- Born: James Jupp 23 August 1932 Croydon, Surrey, England
- Died: 11 April 2022 (aged 89) Canberra, Australia
- Spouse: Marian Sawer ​(m. 1978)​

Academic background
- Alma mater: London School of Economics

Academic work
- Discipline: Political science, migration studies

= James Jupp =

British-Australian political scientist and author (1932–2022)

James Jupp AM (23 August 1932 – 11 April 2022) was a British-Australian political scientist and author. He was Director of the Centre for Immigration and Multicultural Studies in the Research School of Social Sciences at the Australian National University and an adjunct professor of the RMIT University in Melbourne. He was an Australian citizen and resident of Canberra.

==Early life and career==
James Jupp was born in Croydon, England, and was educated at the London School of Economics between 1951 and 1956. He held teaching posts in Political Science at the University of Melbourne, where with Peter Wertheim he founded the journal Dissent in 1961, the University of York (England), the University of Waterloo (Canada) and the University of Canberra.

His Doctorate of Philosophy, on the political development of Sri Lanka, was granted by the University of London in 1975 and published as Sri Lanka: Third World Democracy in 1978. In 1989 he was elected as a Fellow of the Academy of the Social Sciences in Australia and was its Executive Director from 1992 until 1995.

Jupp was a member of the Advisory Council on Multicultural Affairs, chairman of the ACT Multicultural Advisory Council and of the ACT Reference Group of the Bureau of Immigration, Multicultural and Population Research. He was a member of the Planning and Steering Committees for the Global Cultural Diversity conference held in Sydney in April 1995 and chairman of the Review of Migrant and Multicultural Programmes and Services, which presented its report Don't Settle for Less, to the Minister for Immigration in August, 1986.

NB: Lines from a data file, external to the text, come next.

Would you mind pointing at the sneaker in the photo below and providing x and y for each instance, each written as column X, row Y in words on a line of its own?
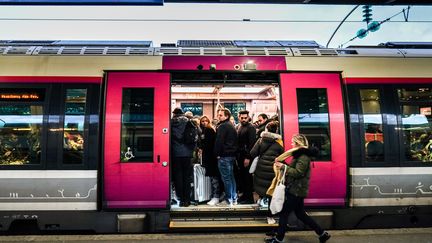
column 272, row 240
column 324, row 237
column 232, row 202
column 271, row 220
column 213, row 201
column 223, row 203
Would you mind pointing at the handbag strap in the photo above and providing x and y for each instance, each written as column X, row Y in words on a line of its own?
column 261, row 143
column 282, row 180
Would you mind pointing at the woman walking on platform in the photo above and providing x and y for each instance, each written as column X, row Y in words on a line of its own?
column 297, row 187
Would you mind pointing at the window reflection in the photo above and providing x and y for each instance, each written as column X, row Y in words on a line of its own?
column 137, row 125
column 20, row 134
column 314, row 120
column 416, row 123
column 235, row 108
column 195, row 108
column 373, row 125
column 73, row 142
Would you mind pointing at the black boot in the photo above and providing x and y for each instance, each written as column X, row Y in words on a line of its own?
column 324, row 237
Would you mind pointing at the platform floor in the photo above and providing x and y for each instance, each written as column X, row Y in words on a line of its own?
column 417, row 235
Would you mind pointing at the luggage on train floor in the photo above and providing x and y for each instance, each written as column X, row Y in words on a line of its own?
column 202, row 184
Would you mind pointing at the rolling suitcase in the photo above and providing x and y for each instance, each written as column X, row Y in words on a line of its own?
column 202, row 184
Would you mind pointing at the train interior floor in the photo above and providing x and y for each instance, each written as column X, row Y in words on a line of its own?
column 205, row 100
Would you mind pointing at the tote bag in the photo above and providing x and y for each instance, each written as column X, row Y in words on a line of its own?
column 255, row 162
column 278, row 195
column 253, row 165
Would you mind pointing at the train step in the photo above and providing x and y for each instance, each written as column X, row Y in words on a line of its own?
column 324, row 218
column 206, row 223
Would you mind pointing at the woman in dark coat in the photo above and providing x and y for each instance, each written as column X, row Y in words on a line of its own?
column 209, row 161
column 297, row 181
column 268, row 147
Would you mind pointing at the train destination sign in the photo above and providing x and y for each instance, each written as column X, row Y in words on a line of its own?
column 81, row 2
column 22, row 95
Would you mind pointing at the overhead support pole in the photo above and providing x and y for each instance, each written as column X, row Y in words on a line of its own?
column 340, row 24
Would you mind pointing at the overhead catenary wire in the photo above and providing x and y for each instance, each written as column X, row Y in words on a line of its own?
column 380, row 23
column 196, row 20
column 343, row 21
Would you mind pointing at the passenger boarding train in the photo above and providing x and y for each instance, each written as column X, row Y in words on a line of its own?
column 85, row 130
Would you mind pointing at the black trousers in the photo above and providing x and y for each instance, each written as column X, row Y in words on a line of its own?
column 296, row 204
column 245, row 179
column 182, row 170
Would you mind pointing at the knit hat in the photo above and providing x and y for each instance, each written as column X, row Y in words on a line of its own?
column 178, row 111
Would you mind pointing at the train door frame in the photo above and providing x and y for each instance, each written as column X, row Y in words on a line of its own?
column 223, row 78
column 123, row 182
column 331, row 173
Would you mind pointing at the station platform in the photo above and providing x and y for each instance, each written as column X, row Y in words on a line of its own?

On Australia Day 2004 he was made a Member of the Order of Australia (AM) for "service to the development of public policy in relation to immigration and multiculturalism, to education, and to the recording of Australian history".

In 2010 Jupp attracted considerable criticism over controversial comments he made to the effect that ANZAC Day was becoming less relevant in Australian culture.

Jupp's opinion as an Australian immigration expert continues to be sought (in 2016 he was referred to as "one of Australia's eminent scholars on immigration").

==Personal life and death==
Jupp married political scientist Marian Sawer in 1978, with whom he had one daughter.

Jupp died in Canberra on 11 April 2022, at the age of 89.

==Publications==
Jupp published widely on immigration and multicultural affairs and he was General Editor of the Bicentennial Encyclopedia of the Australian People from 1984 until its publication as The Australian People in September, 1988 and of the second edition published for the Centenary of Federation in 2001.

- (ed.) The Encyclopedia of Religion in Australia, Melbourne: Cambridge University Press, 2009. ISBN 978-0-521-86407-7
- The English in Australia. Melbourne: Cambridge University Press, 2004.
- From White Australia to Woomera. Melbourne: Cambridge University Press, 2002.
- (ed.) The Australian People. Melbourne: Cambridge University Press, 2001.
- "Ethnic and Immigration Aspects", in Howard's Agenda, Marian Simms and John Warhurst (eds), St Lucia, Queensland: University of Queensland Press, 2000.
- "Immigrant Society", in The Australian Legend and its Discontents, Richard Nile (ed.), St Lucias, Queensland: University of Queensland Press, 2000.
- "The ALP and the ethnic communities", In The Machine: Labor confronts the future, John Warhurst and Andrew Parkin (eds), Sydney: Allen & Unwin, 2000.
- Immigration 2nd ed., Melbourne: Oxford University Press, 1998.
- Understanding Australian Multiculturalism, Canberra: Australian Government Publishing Service, 1996.
- Exile or Refuge? The Settlement of Refugee, Humanitarian and Displaced Immigrants, Canberra: Australian Government Publishing Service, 1994.
- (with Maria Kabala) The Politics of Australian Immigration, Canberra: Australian Government Publishing Service, 1993.
- (ed. with Gary P. Freeman) Nations of Immigrants: Australia, The United States, and International Migration, Melbourne: Oxford University Press, 1992.
- Immigration, 1991.
- The Challenge of Diversity: Policy Options for a Multicultural Australia, Canberra: Australian Government Publishing Service, 1989.
- Ethnic Politics in Australia, Sydney: Allen & Unwin, 1984.
- Party Politics : Australia 1966-81, Sydney: Allen & Unwin, 1982.
- The Radical Left in Britain, 1931-1941, London: Frank Cass, 1982.
- Sri Lanka: Third World Democracy, London: Frank Cass and Company, Limited, 1978.
- Arrivals and Departures, Melbourne: Cheshire-Lansdowne, 1966.
- Australian Party Politics, Melbourne: Melbourne University Press, 1964.